Surprise for New York Renters: No More Broker Fees - tempsy
https://www.nytimes.com/2020/02/05/nyregion/nyc-landlord-rental-broker-fees.html
======
dublinben
This is much needed disruption in an inefficient market. Brokers have long
gouged renters for the "service" they offer. This also provides an opportunity
for new businesses to spring up that can undercut the traditional brokers and
assist "small building owners" who are apparently incapable of "showing
apartments and finding tenants" themselves.

------
acjohnson55
Wow! The time-honored tradition of fleecing newcomers to the city has been
ended.

Broker fees are particularly awful to new arrivals, who probably are probably
going to have short tenure at their first couple apartments. A fee is more
forgivable if you can amortize it over several years.

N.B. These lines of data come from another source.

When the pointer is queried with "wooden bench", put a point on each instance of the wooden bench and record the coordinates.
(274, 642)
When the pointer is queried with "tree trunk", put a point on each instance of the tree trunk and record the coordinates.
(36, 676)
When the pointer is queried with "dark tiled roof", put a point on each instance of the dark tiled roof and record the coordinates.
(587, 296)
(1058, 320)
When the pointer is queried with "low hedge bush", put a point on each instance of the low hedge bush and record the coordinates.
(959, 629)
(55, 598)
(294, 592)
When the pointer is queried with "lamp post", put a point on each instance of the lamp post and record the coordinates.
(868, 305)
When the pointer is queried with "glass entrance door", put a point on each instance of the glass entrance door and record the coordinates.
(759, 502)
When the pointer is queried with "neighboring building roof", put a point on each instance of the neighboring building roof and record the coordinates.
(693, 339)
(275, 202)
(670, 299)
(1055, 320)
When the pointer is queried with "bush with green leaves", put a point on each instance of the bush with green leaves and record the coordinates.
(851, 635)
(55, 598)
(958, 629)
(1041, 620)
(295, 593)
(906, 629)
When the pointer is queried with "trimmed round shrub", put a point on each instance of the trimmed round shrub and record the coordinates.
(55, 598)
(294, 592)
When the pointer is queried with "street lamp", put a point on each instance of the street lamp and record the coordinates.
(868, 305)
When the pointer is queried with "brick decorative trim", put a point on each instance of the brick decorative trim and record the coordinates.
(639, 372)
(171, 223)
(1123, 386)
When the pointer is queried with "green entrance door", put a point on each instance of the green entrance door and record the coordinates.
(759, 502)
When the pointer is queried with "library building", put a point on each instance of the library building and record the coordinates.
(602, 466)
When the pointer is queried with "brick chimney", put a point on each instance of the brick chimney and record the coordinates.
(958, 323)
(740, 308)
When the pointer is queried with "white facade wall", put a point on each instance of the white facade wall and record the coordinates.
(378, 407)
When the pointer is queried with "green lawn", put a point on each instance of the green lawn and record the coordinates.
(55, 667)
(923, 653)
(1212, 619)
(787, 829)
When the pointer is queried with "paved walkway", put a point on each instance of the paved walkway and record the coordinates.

There are some risks of how it may distort the market if fees are internalized
into market rents, but I think it's worth the risk for eliminating the huge
barrier to tenancy created by the lump sum broker payment to get a place, on
top of first month rent and security.

------
8bitsrule
Breaking the endless price-gouging can only help the (largely invisible) poor
... and those who are headed that way.

Something similar is well-deserved by firms charging exorbitant interest rates
for pay-day loans:

[http://pitchforkeconomics.com/episode/the-hidden-costs-of-
ba...](http://pitchforkeconomics.com/episode/the-hidden-costs-of-banking-
while-poor-with-mehrsa-baradaran-and-cate-blackford/)

------
deegles
Very happy about this. I used a broker (and paid a fee) to find an apartment
in NYC and I naively thought they would show me apartments only they had
access to. Imagine my surprise when I found out my apartment was in a no-fee
building the day I moved in...